While the overall number of foreclosure filings has recently decreased, foreclosure remains a disproportionately significant problem for these communities. The continued instability that Latinos and other communities of color face in the housing market is particularly troubling because housing and homeownership is the best way for these communities to build their wealth and assets.
Prior to the housing market’s collapse in the final years of the Bush administration, Latinos were disproportionately targeted for risky subprime loans and were victims of predatory lending practices from major banks. In some cases, people of color were pushed into subprime loans by these lenders, even when their income and credit scores qualified them for a less-expensive mortgage. One study of 14 major banks found that this kind of discrimination was systematic: 30.9 percent of Hispanics and 41.5 percent of African Americans were offered these risky, expensive loans, while only 17.8 percent of whites were offered a similar mortgage.
Considering that subprime mortgages can add over $100,000 in interest payments over the course of the loan repayment, these figures are especially troubling.

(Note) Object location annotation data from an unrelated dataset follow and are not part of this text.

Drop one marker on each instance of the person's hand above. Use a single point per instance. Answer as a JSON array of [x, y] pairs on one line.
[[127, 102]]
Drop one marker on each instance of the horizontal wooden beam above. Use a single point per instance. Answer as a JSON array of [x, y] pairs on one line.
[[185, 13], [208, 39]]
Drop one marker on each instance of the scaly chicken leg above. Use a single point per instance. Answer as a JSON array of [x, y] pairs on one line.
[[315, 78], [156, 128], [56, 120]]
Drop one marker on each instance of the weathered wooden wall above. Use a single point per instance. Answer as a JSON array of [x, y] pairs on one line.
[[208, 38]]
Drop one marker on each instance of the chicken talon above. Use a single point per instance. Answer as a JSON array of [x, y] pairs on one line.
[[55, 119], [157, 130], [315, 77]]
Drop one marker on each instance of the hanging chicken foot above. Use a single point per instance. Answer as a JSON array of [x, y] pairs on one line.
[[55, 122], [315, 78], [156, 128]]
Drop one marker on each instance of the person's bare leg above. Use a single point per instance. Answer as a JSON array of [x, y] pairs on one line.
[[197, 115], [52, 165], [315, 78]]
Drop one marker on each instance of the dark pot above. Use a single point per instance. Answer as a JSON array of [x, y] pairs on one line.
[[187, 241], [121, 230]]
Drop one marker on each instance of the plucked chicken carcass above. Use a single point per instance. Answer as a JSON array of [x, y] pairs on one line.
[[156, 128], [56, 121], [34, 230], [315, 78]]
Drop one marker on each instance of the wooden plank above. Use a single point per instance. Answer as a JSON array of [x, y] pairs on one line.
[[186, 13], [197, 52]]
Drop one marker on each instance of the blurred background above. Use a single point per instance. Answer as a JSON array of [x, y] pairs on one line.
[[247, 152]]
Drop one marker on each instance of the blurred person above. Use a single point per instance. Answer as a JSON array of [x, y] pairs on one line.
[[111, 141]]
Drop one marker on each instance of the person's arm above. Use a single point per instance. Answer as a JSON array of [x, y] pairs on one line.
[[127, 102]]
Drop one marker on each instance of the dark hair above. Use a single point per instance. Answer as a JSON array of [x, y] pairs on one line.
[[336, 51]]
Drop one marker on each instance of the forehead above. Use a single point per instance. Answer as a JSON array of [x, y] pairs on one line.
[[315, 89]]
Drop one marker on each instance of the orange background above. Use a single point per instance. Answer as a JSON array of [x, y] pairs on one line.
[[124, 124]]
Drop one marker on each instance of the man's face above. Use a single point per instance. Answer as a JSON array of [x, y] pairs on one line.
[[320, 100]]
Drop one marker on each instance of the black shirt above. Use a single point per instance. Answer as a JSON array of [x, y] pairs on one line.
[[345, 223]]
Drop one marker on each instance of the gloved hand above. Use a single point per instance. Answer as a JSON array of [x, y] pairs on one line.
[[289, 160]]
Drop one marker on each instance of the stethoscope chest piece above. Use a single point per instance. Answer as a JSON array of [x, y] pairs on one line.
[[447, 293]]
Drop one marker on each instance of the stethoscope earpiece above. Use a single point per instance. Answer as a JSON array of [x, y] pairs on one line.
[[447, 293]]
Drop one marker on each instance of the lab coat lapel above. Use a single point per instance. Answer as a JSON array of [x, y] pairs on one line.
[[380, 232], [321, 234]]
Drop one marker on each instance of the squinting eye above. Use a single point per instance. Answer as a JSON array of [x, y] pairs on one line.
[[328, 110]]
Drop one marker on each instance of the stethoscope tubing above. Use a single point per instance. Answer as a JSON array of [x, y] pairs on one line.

In the wake of the housing and financial crises and the Great Recession of 2007-2009, Latinos and other communities of color continue to bear the brunt of the struggling housing market. A Latino Decisions poll revealed just how painful the housing market collapse has been for these communities. Over half of Latinos interviewed admitted to having used up all or most of their savings in order to make pricey mortgage or rent payments, and 34 percent have been forced to forego basic necessities such as food, utilities, and other bills in an attempt to make ends meet and not default on these obligations. Falling home prices only compound these problems, and approximately 31 percent of homeowners of color now find themselves “underwater,” or owing more in mortgage payments than the market value of their home, which is about eight percentage points higher than the national average.
Latinos are also disproportionately plagued by foreclosure. The current foreclosure rate among Latinos is staggering. They face a foreclosure rate of 11.9 percent, significantly higher than the foreclosure rate among African Americans (9.8 percent), and appallingly higher than among whites (5 percent), according to the State of Communities of Color report. Latinos are also twice as likely as whites to be at risk of foreclosure today. Approximately 25 percent of Latinos and African Americans have been foreclosed upon or are struggling with serious delinquency, in comparison to just 12 percent of whites.
Disconcertingly, these discrepancies remain when differences in income and credit rating are accounted for.